While the spirit of disaffection was so general among the Spaniards, and so many causes concurred in precipitating them into such violent measures, in order to obtain the redress of their grievances, it may appear strange, that the malcontents in the different kingdoms should have carried on their operations without any mutual concert, or even any intercourse with each other. By uniting their councils and arms, they might have acted both with greater force and with more effect. The appearance of a national confederacy would have rendered it no less respectable among the people than formidable to the crown; and the emperor, unable to resist such a combination, must have complied with any terms which the members of it should have thought fit to prescribe.
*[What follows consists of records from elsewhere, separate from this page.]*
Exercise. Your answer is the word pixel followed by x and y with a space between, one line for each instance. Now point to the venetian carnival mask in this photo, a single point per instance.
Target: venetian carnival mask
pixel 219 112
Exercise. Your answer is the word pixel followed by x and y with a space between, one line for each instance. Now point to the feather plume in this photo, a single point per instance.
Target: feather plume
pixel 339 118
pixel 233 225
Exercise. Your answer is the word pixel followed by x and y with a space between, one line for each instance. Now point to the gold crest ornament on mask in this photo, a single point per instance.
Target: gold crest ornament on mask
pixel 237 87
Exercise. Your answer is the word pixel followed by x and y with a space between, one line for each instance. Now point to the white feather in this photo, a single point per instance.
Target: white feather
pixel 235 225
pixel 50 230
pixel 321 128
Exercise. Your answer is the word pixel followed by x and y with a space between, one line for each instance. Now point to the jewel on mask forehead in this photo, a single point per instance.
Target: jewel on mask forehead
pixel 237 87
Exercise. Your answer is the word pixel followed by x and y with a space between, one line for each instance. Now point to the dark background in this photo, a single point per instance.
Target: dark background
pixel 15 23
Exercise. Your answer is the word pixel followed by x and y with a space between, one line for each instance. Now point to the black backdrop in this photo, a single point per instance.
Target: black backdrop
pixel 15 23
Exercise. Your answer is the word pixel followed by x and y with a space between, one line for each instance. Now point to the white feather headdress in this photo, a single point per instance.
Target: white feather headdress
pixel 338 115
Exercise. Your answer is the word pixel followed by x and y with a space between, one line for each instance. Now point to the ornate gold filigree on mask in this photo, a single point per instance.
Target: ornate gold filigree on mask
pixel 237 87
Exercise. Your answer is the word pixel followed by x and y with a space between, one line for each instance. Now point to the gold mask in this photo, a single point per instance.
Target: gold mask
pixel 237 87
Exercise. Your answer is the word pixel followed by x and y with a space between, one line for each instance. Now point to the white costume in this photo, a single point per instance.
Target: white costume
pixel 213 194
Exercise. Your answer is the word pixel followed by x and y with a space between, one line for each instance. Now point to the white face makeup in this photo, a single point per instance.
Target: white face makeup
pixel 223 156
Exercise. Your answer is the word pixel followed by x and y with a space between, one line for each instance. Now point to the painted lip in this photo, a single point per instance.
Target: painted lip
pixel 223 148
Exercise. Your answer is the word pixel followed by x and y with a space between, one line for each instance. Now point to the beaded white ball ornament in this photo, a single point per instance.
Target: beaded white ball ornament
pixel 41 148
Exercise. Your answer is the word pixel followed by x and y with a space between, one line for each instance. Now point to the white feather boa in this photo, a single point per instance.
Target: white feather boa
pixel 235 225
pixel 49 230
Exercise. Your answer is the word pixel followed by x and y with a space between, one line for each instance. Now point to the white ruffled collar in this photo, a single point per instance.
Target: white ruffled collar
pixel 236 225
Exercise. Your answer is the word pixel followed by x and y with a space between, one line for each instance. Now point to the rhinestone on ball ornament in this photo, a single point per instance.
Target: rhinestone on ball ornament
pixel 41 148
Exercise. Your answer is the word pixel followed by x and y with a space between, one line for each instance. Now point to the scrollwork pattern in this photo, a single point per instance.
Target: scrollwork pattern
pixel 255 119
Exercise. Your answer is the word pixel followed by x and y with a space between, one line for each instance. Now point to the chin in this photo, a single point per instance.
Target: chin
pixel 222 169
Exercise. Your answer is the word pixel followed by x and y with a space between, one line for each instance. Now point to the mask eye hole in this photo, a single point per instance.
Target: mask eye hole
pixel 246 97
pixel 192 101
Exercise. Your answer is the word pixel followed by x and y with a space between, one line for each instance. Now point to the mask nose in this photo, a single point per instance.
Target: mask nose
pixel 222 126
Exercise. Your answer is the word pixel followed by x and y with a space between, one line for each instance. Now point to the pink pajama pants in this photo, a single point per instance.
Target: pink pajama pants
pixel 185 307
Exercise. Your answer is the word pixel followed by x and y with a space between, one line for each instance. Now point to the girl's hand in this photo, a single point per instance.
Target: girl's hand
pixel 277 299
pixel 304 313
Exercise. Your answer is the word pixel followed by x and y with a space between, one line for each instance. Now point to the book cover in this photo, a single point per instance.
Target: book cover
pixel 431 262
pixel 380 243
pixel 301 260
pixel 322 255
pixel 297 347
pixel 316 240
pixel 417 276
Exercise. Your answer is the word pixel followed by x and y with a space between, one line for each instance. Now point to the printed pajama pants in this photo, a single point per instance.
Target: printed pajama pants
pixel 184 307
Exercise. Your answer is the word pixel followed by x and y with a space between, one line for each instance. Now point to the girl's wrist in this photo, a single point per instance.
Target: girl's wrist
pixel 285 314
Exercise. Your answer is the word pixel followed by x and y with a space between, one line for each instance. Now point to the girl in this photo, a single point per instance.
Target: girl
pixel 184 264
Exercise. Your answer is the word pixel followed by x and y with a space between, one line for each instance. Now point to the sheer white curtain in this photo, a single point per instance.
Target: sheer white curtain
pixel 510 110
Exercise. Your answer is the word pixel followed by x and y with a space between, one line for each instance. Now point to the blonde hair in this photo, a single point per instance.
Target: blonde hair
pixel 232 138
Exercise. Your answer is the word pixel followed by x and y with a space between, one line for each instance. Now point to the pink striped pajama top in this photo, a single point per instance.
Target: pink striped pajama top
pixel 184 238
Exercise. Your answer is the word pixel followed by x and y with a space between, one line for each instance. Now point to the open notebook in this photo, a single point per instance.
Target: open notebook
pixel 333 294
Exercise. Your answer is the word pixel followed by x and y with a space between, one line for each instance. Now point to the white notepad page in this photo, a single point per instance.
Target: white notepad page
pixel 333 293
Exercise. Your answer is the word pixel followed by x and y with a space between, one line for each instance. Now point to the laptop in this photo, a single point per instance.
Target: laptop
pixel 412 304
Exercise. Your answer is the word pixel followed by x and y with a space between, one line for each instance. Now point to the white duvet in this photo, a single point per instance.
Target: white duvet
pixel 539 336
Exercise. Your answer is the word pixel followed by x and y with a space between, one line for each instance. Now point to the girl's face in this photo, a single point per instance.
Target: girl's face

Many things, however, prevented the Spaniards from forming themselves into one body, and pursuing common measures. The people of the different kingdoms in Spain, though they were become the subjects of the same sovereign, retained, in all force, their national antipathy to each other. The remembrance of their ancient rivalship and hostilities was still lively, and the sense of reciprocal injuries so strong, as to prevent them from acting with confidence and concert. Each nation chose rather to depend on its own efforts, and to maintain the struggle alone, than to implore the aid of neighbors whom they distrusted and hated. At the same time the forms of government in the several kingdoms of Spain were so different, and the grievances of which they complained, as well as the alterations and amendments in policy which they attempted to introduce, so various, that it was not easy to bring them to unite in any common plan. To this disunion Charles was indebted for the preservation of his Spanish crowns; and while each of the kingdoms followed separate measures, they were all obliged at last to conform to the will of their sovereign.

The arrival of the emperor in Spain filled his subjects who had been in arms against him with deep apprehensions, from which he soon delivered them by an act of clemency no less prudent than generous. After a rebellion so general, scarcely twenty persons, among  so many criminals obnoxious to the law, had been punished capitally in Castile. Though strongly solicited by his council, Charles refused to shed any more blood by the hands of the executioner; and published a general pardon [October 28], extending to all crimes committed since the commencement of the insurrections, from which only fourscore persons were excepted. Even these he seems to have named, rather with an intention to intimidate others, than from any inclination to seize them; for when an officious courtier offered to inform him where one of the most considerable among them was concealed, he avoided it by a good-natured pleasantry; “Go”, says he, “I have now no reason to be afraid of that man, but he has some cause to keep at a distance from me, and you would be better employed in telling him that I am here, than in acquainting me with the place of his retreat”. By this appearance of magnanimity, as well as by his care to avoid everything which had disgusted the Castilians during his former residence among them; by his address in assuming their manners, in speaking their language, and in complying with all their humors and customs, he acquired an ascendant over them which hardly any of their native monarchs had ever attained, and brought them to support him in all his enterprises with a zeal and valor to which he owed more of his success and grandeur.